Consider using C(++) for low level, memory or performance critical
tasks. You can embed C in ruby.
Just open irb, create a big array like
(x=Array.new(3*10**8){0}).class
and watch your RAM usage. On my machine, I’m getting a bit more than 8
bytes (64bit wordsize) for each ‘0’ ( = size of 0.object_id + array
overhead).
Using
99999999999999999999999999999999 instead of 0 results in the same RAM
usage. (Because there is only one object, see below, and try: a=999 ;
b=999 ; a.object_id == b.object_id)
As you mentioned, you could use
(x=Array.new(3*10**7){"\x00"}).class
I get almost 54 bytes per null byte.
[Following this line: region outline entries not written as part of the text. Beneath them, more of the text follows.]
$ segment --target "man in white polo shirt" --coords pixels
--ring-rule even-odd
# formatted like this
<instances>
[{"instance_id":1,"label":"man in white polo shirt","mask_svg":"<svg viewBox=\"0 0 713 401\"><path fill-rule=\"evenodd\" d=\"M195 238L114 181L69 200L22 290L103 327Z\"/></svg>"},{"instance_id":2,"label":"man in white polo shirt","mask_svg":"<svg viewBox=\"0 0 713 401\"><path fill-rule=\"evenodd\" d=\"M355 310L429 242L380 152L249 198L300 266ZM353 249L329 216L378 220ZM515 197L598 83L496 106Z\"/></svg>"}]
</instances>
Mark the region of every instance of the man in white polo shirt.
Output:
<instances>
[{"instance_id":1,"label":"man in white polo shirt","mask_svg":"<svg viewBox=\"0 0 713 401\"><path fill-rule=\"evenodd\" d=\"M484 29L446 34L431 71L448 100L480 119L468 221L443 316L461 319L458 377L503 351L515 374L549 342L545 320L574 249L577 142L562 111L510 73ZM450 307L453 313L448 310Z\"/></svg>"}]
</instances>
Note that Array.new(10,[1]) will
only create one instance of the object, while Array.new(10){[1]} will
create 10 instances. To see this, try
x = Array.new(10,[0])
x[0][0] = 9
p x
Even this uses 8 byte for each array entry
(x=Array.new(3*10**8)).class
And the conclusion is, ruby needs to store at least the Object#object_id
(64bit on my machine) for
each array entry. Ruby arrays are not fit for the task you’re trying to
accomplish.
Changing to strings,
(x="\x00" * 3*10**8).class
This gives me 300 MB RAM usage, ie 1 byte for each null byte.
Getting the size of an object can be tricky in ruby; arrays store
references to objects, not the object itself. See also
https://www.ruby-forum.com/topic/156648
https://gist.github.com/camertron/2939093 is a half-guess based class to
estimate the memory used by an object. Don’t expect magic.